A record-setting corn harvest is currently underway in the United States. According to the U.S. Department of Agriculture, corn production is forecast to be a record 14.9 million bushels in 2013-14. Corn must be dried to a 15 percent moisture content before it can be stored to avoid mold and other quality problems. Because propane is used for crop drying, a wet growing season in the Midwest combined with the largest corn yield in U.S. history has greatly increased the demand for propane. Thus far, Indiana, Iowa, Minnesota, Montana, Nebraska, South Dakota, and Wisconsin have declared states of emergency to allow for more delivery of propane throughout the Midwest.
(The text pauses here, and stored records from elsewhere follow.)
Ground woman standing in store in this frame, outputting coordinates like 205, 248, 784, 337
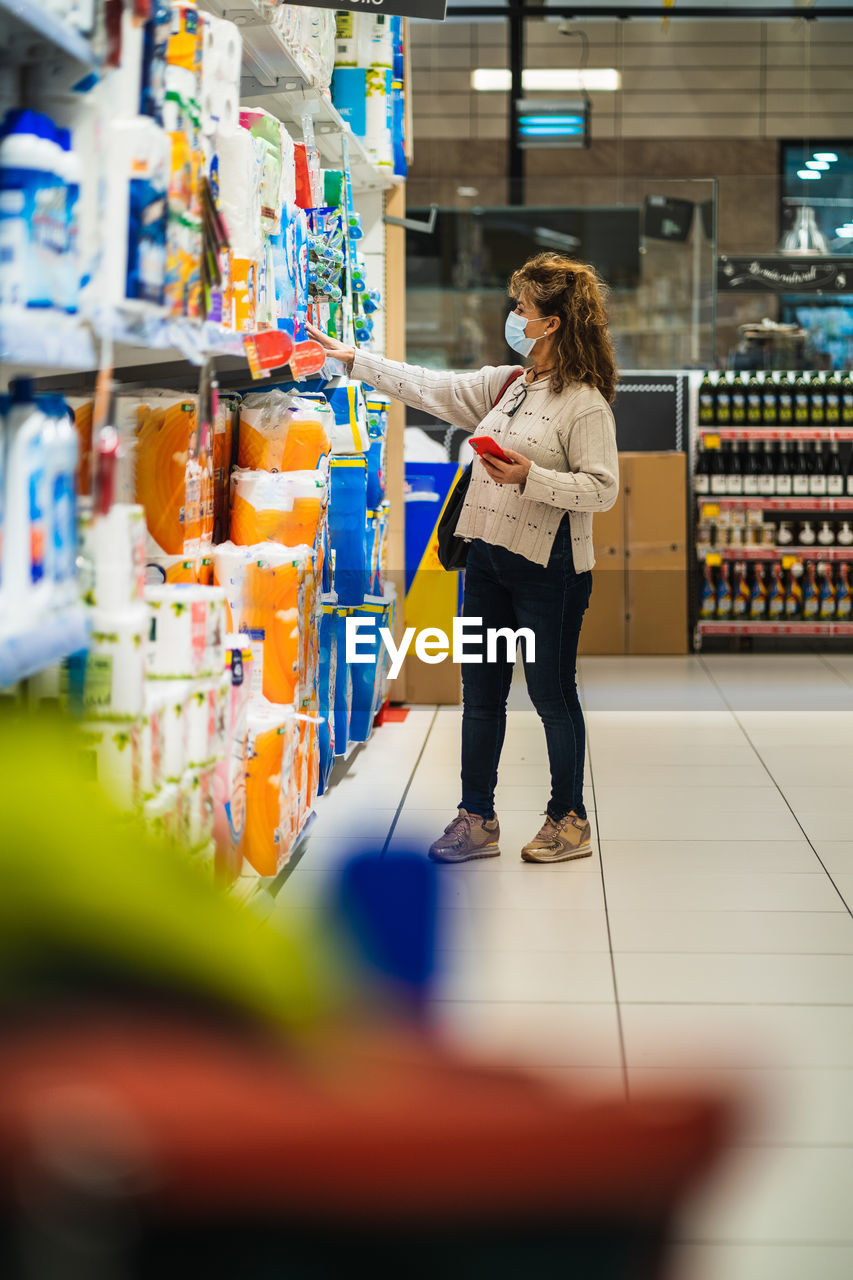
307, 252, 618, 865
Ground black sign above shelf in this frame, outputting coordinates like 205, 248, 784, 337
718, 255, 853, 295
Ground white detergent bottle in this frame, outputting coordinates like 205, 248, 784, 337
3, 378, 51, 626
0, 110, 65, 310
42, 395, 79, 609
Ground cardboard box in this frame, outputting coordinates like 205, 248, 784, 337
580, 452, 688, 655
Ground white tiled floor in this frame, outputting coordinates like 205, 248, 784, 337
274, 653, 853, 1280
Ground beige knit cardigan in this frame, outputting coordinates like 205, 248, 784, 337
350, 350, 619, 570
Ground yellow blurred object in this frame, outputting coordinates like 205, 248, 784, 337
0, 707, 338, 1027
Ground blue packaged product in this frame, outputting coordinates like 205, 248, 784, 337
332, 606, 352, 755
366, 438, 385, 510
318, 598, 338, 792
331, 68, 368, 138
348, 594, 392, 741
328, 456, 369, 605
0, 109, 66, 309
392, 80, 407, 179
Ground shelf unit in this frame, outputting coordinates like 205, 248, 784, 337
0, 0, 98, 69
698, 545, 853, 562
699, 427, 853, 442
698, 620, 853, 639
698, 497, 853, 512
0, 608, 90, 688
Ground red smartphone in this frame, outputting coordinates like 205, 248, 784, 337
469, 435, 512, 464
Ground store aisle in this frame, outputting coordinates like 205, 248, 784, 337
274, 654, 853, 1280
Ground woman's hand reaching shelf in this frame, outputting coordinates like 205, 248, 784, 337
305, 322, 356, 372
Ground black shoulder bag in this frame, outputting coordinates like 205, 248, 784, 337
436, 370, 524, 571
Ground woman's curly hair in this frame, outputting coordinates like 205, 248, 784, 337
509, 253, 618, 403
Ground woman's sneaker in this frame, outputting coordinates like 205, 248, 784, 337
428, 809, 500, 863
521, 812, 592, 863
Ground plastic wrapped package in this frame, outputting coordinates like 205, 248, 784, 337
327, 456, 368, 605
139, 682, 171, 800
294, 707, 320, 832
145, 584, 226, 679
213, 639, 252, 884
126, 392, 210, 557
230, 467, 327, 549
180, 764, 217, 852
213, 126, 264, 260
347, 593, 391, 743
243, 701, 298, 877
238, 390, 331, 473
79, 719, 142, 812
213, 393, 239, 543
325, 381, 369, 454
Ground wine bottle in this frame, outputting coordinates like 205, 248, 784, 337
809, 374, 826, 427
698, 373, 715, 426
810, 441, 827, 496
794, 374, 810, 425
818, 565, 836, 620
802, 561, 820, 619
784, 565, 803, 619
761, 373, 778, 425
827, 441, 844, 497
731, 374, 747, 426
824, 372, 841, 426
841, 372, 853, 426
732, 562, 750, 617
767, 562, 785, 619
743, 440, 762, 496
715, 374, 732, 426
749, 562, 768, 619
846, 444, 853, 497
759, 440, 776, 497
709, 441, 727, 496
747, 373, 762, 425
726, 440, 743, 496
792, 441, 810, 496
777, 373, 794, 426
775, 441, 793, 497
837, 564, 852, 619
694, 439, 710, 496
716, 563, 733, 619
699, 563, 716, 619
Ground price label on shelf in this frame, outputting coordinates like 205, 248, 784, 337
701, 504, 720, 518
705, 553, 722, 566
704, 434, 721, 450
781, 555, 799, 570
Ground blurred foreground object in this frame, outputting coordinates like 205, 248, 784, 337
0, 711, 736, 1279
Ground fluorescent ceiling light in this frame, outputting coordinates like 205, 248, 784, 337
806, 160, 829, 170
796, 169, 821, 180
814, 152, 838, 162
835, 227, 853, 237
471, 68, 621, 92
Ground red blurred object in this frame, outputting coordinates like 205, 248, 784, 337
289, 339, 327, 381
242, 329, 295, 379
0, 1009, 733, 1249
294, 144, 312, 210
381, 706, 410, 724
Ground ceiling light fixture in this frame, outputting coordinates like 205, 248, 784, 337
796, 169, 821, 180
814, 152, 839, 162
471, 68, 621, 93
806, 160, 830, 170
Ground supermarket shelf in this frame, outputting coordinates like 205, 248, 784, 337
206, 0, 392, 193
0, 607, 90, 689
699, 546, 853, 562
698, 620, 853, 638
700, 427, 853, 441
0, 0, 98, 69
1, 307, 97, 373
231, 810, 318, 906
697, 496, 853, 512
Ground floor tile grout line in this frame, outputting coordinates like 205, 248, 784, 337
698, 657, 853, 923
586, 736, 630, 1100
380, 704, 441, 858
816, 650, 853, 689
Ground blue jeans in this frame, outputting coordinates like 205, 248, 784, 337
459, 518, 592, 823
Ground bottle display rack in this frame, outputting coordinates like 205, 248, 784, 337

According to EIA weekly data, demand for propane is currently at the highest level ever recorded for November. For the week ending November 1, the United States consumed nearly 1.8 million barrels per day-a figure typically not seen until January or February, when the winter heating season reaches a peak. As a result, propane inventories in PADD 2 (Propane Administration for Defense District for the Midwest) have fallen to their lowest level for November since 1996. Along with spiking domestic demand, competitively-priced U.S. propane exports have also surged. Exports from the United States are currently estimated to be 288,000 barrels per day, not far from the record of 308,000 barrels per day set in May 2013.
This boost in propane demand has created a spike in propane prices across the country. The winter heating season is just beginning to affect consumption figures, so propane demand for the 2013-14 season could continue at a record pace into the spring.